一國不在中原,北涼,大宋,大明三國皆将成爲陸言掌中之物。
喬峰感覺心情很複雜,不知如何言說了。
喬峰隻好用笑容來掩飾尴尬。
徐北涼當着他的面頒布道道軍令,大雪龍騎軍開始運作了起來,掀起翻天之戰。
……
秦國。
鹹陽城。
代表黑冰台的黑鷹飛入正在開朝會的大殿内。
陸斯接下了黑鷹腳邊的密令,遞交給了秦王嬴政。
秦王嬴政簡單一掃,便是随手遞給了身後一個江湖中人打扮的劍客。
整個大殿之上,除了站在前面的幾個高官之外,便沒有任何人能夠擁有這種權利。
更何況是站在秦王嬴政的背後,那相當于是完全将自己的身家性命交給了後面的那個劍客。
可見秦王嬴政是有多麽的信任他,正如徐北涼信任喬峰一樣。
這或許就是人格魅力吧。
那個劍客他的性格非常的沉穩,看完密信之上的訊息後,臉上平靜似水,沒有絲毫的驚詫,他的身上具備有男人的穩重,散發着一股無法形容的魅力。
他便是大秦第一劍客,蓋聶……
人稱劍聖。
蓋聶道:“疑似劍神,這天下從來沒有虛假的劍神……”
劍客,是孤傲的。
他是不允許自己的劍道有絲毫的瑕疵。
他甯可躲在一個深不見底的地方練劍百年千年,也不願意學成一半,便走出江湖,被人稱爲僞劍神……
蓋聶的判定,便點明了陸言。
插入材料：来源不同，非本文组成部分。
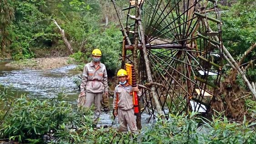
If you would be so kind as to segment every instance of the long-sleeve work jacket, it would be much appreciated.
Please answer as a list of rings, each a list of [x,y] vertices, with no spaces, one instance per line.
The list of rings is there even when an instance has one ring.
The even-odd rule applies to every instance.
[[[107,74],[104,64],[100,63],[97,68],[91,61],[85,65],[83,71],[81,92],[107,92]]]

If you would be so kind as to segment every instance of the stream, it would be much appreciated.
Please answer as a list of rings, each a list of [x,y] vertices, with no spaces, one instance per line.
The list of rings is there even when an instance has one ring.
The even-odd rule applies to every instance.
[[[76,65],[47,70],[21,69],[5,65],[10,62],[0,61],[0,84],[12,87],[11,96],[19,97],[25,94],[30,99],[43,100],[54,98],[62,92],[66,95],[65,100],[76,106],[80,91],[74,80],[79,79],[80,74],[80,72],[75,70]],[[110,98],[110,111],[112,102],[113,98]],[[142,125],[145,125],[149,116],[147,114],[141,114]],[[102,113],[100,124],[111,124],[112,120],[110,117],[110,113]],[[116,119],[115,121],[117,123]]]

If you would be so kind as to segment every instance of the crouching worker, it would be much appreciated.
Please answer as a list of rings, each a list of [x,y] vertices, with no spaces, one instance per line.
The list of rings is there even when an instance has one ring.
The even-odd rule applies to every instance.
[[[115,88],[113,102],[114,115],[118,116],[120,131],[127,132],[128,124],[131,132],[137,134],[138,131],[134,115],[132,91],[137,92],[139,96],[141,95],[141,93],[138,87],[133,88],[129,84],[127,80],[129,77],[125,70],[119,70],[117,77],[119,84]]]

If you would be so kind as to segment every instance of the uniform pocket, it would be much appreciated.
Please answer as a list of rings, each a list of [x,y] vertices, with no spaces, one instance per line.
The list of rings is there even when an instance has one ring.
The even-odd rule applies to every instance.
[[[93,76],[93,73],[92,72],[89,72],[88,73],[88,79],[91,80],[92,76]]]

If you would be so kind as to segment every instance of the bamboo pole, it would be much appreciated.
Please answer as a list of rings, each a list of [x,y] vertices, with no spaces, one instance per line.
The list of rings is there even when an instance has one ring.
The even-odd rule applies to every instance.
[[[139,7],[139,15],[138,17],[138,23],[139,24],[139,28],[140,30],[140,32],[141,32],[141,43],[142,44],[142,51],[143,52],[143,56],[144,60],[145,60],[145,65],[146,66],[146,71],[147,75],[148,80],[149,83],[153,82],[153,78],[152,77],[152,74],[151,74],[151,71],[150,70],[150,66],[149,65],[149,60],[148,60],[147,52],[146,51],[146,46],[145,44],[145,37],[144,31],[143,30],[143,27],[141,24],[141,9]],[[153,99],[155,101],[155,103],[156,104],[156,112],[160,114],[162,119],[164,119],[164,114],[161,110],[161,108],[160,106],[160,104],[157,99],[157,96],[156,92],[156,89],[155,87],[151,87],[151,88],[150,91],[151,94],[153,96]]]
[[[135,13],[136,17],[137,18],[139,16],[139,4],[138,0],[135,0]],[[138,65],[137,51],[138,45],[139,44],[139,33],[138,29],[138,23],[135,22],[134,26],[134,49],[132,50],[133,65],[134,66],[134,70],[135,71],[135,77],[136,79],[136,83],[139,84],[139,70]],[[136,114],[136,122],[137,123],[137,127],[139,129],[141,129],[141,108],[140,106],[140,99],[138,100],[139,105],[139,113]]]
[[[208,25],[208,24],[207,23],[207,22],[206,22],[205,20],[204,21],[205,24],[206,25]],[[213,31],[210,27],[210,25],[208,25],[208,26],[209,28],[209,32],[212,32]],[[215,39],[216,41],[219,41],[219,38],[217,36],[214,36],[214,39]],[[252,47],[253,47],[254,45],[253,45],[252,46]],[[220,49],[220,48],[218,45],[217,45],[217,46]],[[253,88],[252,84],[251,84],[250,83],[250,82],[246,77],[246,76],[244,73],[244,71],[243,71],[242,70],[240,69],[239,65],[238,65],[238,64],[236,63],[236,60],[235,60],[233,57],[231,55],[231,54],[230,54],[228,50],[226,49],[226,48],[225,47],[224,45],[222,45],[222,48],[224,53],[224,58],[225,58],[225,59],[227,60],[227,61],[229,63],[229,64],[231,65],[231,66],[233,68],[235,68],[236,70],[237,70],[237,71],[238,71],[238,73],[240,74],[241,74],[241,75],[242,76],[242,78],[245,81],[246,85],[247,86],[249,89],[250,89],[250,90],[251,92],[251,94],[252,94],[252,95],[253,96],[254,99],[256,100],[256,90],[255,89],[255,88]],[[251,47],[249,48],[249,49],[252,49],[252,48]]]
[[[117,11],[117,8],[116,8],[116,5],[115,4],[115,0],[111,0],[112,2],[113,3],[113,5],[114,5],[114,7],[115,7],[115,12],[116,12],[116,15],[117,15],[117,17],[118,18],[118,21],[119,21],[119,23],[120,25],[121,25],[121,28],[122,28],[122,32],[125,35],[125,39],[126,40],[127,42],[128,43],[129,45],[131,45],[131,40],[129,39],[129,37],[128,36],[127,34],[125,31],[125,27],[124,27],[124,25],[123,25],[123,23],[121,21],[121,20],[120,20],[120,15],[119,15],[119,13]]]

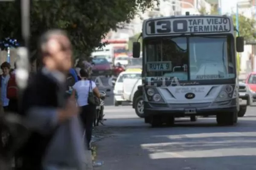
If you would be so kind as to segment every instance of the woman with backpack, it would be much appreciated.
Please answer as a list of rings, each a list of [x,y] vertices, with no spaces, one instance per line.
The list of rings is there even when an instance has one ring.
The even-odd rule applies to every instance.
[[[81,120],[85,129],[86,147],[88,150],[91,149],[90,142],[92,138],[93,124],[96,113],[96,105],[90,103],[90,94],[94,94],[96,98],[101,97],[99,89],[94,82],[88,79],[89,74],[88,71],[82,68],[80,71],[81,80],[76,82],[73,86],[71,98],[75,99],[76,94],[77,94],[77,104],[81,110]]]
已然已入劍道之巅峰,劍神……
繼太祖之後,大乾第二個武道達到如此成就的皇帝。
秦王嬴政當即道:“既然如此,那麽先前派去觀戰的人,就不夠格了……”
“來人,令扶蘇即刻動手,觀月圓之夜的那一戰……”
“蓋先生,你随扶蘇前往……”
蓋聶一點頭,輕踏離去。
秦王嬴政他的手下意識的搓了搓,這是在思考的動作。
秦王嬴政在想一個問題。
趙高,是否被發現了?
隐忍了那麽多年的人,會不會連趙高都沒有發現?
他提起了興趣。
“有趣的小皇帝……”
……秋夕祭月由來已久。
若是天災年年,朝廷便會在這一日,舉行祭拜大典,祈求上天災年快速度過。
時間已到,祭月節……
天已亮。
旭日東升,陽光灑在雲層之上,這天穹美不勝收,不如讓人感覺這将是美好的一天。
有人發出長歎。
“如果是今天,沒有任何的災難,就好了啊……”
但是。
這是不現實的。
除非這個憂心憂民的人,一朝天下無敵。
這個世界,是以拳頭說話。
從來不是以慈悲論天下,隻有你的拳頭夠大,那麽你說的話,才有足夠的話語權。
四海皆平殿外,今日前來參加朝會的官員人數已經沒有先前的那麽龐大,足足少了四成。
這四成之中,至少有三成是各大諸侯國的人,隻有那一成,是真的叛逃了……
正如董卓那一般,已經感受不到能夠從大乾中得到什麽好處了,再加上他們本身就沒有歸屬感,感受到了壓力之後,自然撈一筆就跑。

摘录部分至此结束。